Set specific charset on new OPL tables#745
Conversation
If our database defaults to the utf8 character set and we run OPL-update, it will fail creating tables. It fails because the primary key of the new tables is too large. This is because the primary key includes several VARCHAR columns, which are 3x in size if they are utf8. This commit changes the table creating queries to force the latin1 character set instead of using the database default. This allows the tables to be created and the OPL indexes loaded into the database.
|
As part of a broader localization effort we were going to try and move towards more utf8 encoding (see #712) with the idea that eventually WeBWorK and PG would support problems with non-latin character sets. Is there a way to fix this which supports utf8? In the WeBWorK database we manually set the key prefix to be 100 characters so that even in utf8 mode the prefix isn't too long. Are there varchar keys that are likely to be identical up to 100 characters? |
|
OPL-update dies specifically with this error: After adding some debugging, it's when it creates this table: It looks like it's the only table that creates a key of two |
|
Ok. We can definitely add code to limit the key prefix to 100 characters Would you be willing to implement this? I think its just changing KEY author (lastname, firstname) to KEY author (lastname(100), firstname(100)) instead of setting the table character set. On Thu, Sep 15, 2016 at 1:48 PM, Brian De Wolf notifications@github.com
|
|
I was thinking it might be simpler to store the author in a single author varchar(255), like OPL_textbook does.
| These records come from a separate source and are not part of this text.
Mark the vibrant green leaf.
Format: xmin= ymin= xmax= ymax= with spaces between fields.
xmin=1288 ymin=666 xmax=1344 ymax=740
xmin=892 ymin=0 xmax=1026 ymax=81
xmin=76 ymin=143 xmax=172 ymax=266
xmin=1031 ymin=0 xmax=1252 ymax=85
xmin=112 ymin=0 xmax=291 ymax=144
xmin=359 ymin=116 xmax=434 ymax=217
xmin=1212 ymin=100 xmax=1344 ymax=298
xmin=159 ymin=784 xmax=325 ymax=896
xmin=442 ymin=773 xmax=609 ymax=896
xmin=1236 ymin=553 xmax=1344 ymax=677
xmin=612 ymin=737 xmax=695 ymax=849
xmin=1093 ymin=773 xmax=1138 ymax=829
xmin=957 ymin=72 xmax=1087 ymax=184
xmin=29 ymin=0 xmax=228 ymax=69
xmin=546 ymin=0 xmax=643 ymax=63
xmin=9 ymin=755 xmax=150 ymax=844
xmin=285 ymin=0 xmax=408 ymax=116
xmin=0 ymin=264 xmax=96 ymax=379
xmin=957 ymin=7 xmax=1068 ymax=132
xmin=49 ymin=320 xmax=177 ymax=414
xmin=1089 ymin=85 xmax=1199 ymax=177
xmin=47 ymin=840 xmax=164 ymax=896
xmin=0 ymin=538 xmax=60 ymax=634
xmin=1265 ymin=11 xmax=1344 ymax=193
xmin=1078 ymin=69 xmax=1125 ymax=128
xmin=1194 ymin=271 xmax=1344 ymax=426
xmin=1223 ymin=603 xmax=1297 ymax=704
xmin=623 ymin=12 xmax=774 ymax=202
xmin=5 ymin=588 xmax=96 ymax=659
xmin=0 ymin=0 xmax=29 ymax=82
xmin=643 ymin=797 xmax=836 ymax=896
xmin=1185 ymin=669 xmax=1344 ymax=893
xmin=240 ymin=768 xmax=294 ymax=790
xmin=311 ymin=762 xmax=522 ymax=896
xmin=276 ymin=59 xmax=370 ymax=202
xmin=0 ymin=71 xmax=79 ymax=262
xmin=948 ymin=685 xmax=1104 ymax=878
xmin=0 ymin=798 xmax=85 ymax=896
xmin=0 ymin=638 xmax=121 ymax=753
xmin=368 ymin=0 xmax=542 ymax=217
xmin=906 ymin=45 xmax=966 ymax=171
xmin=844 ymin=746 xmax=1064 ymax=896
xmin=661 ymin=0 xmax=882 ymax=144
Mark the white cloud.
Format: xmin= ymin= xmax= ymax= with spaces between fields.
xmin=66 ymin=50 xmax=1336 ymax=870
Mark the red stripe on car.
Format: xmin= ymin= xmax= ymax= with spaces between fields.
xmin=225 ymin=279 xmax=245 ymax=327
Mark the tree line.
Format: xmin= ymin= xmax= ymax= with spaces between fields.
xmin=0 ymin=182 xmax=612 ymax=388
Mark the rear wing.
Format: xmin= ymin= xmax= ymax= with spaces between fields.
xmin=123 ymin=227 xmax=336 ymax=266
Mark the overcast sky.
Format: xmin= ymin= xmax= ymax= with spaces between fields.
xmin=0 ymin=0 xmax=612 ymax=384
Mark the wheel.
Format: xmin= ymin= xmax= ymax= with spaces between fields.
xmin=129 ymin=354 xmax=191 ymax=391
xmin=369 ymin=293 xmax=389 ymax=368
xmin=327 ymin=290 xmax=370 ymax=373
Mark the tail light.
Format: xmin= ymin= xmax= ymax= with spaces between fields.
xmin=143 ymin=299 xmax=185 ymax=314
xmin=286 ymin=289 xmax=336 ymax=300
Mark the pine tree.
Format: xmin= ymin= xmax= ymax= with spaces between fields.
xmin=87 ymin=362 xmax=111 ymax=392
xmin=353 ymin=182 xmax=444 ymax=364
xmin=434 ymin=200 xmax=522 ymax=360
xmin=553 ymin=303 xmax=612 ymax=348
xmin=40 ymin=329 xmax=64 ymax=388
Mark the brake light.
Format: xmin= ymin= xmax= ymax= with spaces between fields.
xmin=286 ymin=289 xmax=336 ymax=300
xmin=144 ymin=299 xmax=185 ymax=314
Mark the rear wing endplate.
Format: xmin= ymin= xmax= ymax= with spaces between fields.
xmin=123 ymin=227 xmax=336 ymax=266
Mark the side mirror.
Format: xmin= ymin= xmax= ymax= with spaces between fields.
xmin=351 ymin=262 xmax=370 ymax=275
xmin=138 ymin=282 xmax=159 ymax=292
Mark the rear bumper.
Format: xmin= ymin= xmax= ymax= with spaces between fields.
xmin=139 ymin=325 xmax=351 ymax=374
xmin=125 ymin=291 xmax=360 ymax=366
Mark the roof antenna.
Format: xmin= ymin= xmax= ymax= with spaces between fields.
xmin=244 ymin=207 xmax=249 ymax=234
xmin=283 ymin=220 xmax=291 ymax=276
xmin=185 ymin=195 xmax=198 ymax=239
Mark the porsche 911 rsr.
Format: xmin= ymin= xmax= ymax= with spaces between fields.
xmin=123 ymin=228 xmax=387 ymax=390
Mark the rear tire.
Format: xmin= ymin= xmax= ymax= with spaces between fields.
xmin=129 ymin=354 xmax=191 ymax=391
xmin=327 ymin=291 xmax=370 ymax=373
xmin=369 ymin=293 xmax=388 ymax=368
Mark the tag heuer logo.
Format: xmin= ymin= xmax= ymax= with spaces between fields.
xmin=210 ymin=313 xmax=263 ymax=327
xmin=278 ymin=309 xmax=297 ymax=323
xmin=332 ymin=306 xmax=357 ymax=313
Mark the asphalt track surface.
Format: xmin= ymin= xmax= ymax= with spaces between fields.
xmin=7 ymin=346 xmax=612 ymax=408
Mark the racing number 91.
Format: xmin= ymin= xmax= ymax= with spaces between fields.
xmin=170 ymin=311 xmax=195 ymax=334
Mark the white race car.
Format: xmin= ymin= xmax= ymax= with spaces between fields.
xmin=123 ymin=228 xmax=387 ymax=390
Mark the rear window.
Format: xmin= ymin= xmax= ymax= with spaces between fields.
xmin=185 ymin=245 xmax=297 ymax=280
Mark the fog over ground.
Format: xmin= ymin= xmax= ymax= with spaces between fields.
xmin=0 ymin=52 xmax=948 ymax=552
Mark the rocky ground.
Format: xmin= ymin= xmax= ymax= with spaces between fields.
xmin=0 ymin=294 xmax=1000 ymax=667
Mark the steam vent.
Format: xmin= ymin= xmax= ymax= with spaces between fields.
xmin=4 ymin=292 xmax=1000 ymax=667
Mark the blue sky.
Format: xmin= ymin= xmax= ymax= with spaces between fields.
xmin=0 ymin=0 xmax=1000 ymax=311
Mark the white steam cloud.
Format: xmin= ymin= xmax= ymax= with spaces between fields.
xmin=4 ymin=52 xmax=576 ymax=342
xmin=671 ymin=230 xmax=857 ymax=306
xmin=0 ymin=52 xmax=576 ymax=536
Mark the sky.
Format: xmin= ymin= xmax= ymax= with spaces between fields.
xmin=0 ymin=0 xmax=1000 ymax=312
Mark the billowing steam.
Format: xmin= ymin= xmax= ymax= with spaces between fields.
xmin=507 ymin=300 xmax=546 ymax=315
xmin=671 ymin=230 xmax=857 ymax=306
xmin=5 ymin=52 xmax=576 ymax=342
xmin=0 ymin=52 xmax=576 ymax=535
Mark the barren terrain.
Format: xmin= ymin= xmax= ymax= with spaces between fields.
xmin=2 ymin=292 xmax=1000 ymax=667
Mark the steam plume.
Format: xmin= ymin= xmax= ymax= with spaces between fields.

A good portion of the existing author data doesn't follow a standard name format (multiple people, "modified by", etc), so splitting the last word off to be lastname doesn't make much sense. To make sure this wouldn't break anything, I went looking for where this table gets used. Does this table actually get used anywhere? I can't find any references to it or its columns in webwork. Are there other projects that would use this data? Also, the character set should probably be forced on these tables to utf8 eventually, if that's the direction webwork is going. Leaving it unset will take the DB's default. So, if OPL starts shipping in utf8, and someone's DB makes latin1 tables, they won't be able to load the OPL. I had this issue in openwebwork/webwork-open-problem-library#64, but in reverse: OPL contained non-utf8 characters and my DB made utf8 tables. |
|
There are several tags stored in the database which are not used in webwork, and author is one of them. For various reasons, those tags are wrong in many cases, and I don't think there is much demand for search by problem author, and favor dropping support for them completely. But, whenever I brought it up, someone would object, so they stay in this state of limbo. |
|
In the interests of resolving this for the time being at least I will impliment This doesn't resolve the fact that the formatting of author names is inconsistent and "first name" and "last name" may not mean much. Any objections? suggestions? |
|
Since it is unused, you can make it even smaller if you like. |
|
This issue is partially resolved by PR #778. I'll close this discussion for now. |
If our database defaults to the utf8 character set and we run OPL-update, it
will fail creating tables. It fails because the primary key of the new tables
is too large. This is because the primary key includes several VARCHAR
columns, which are 3x in size if they are utf8.
This commit changes the table creating queries to force the latin1 character
set instead of using the database default. This allows the tables to be
created and the OPL indexes loaded into the database.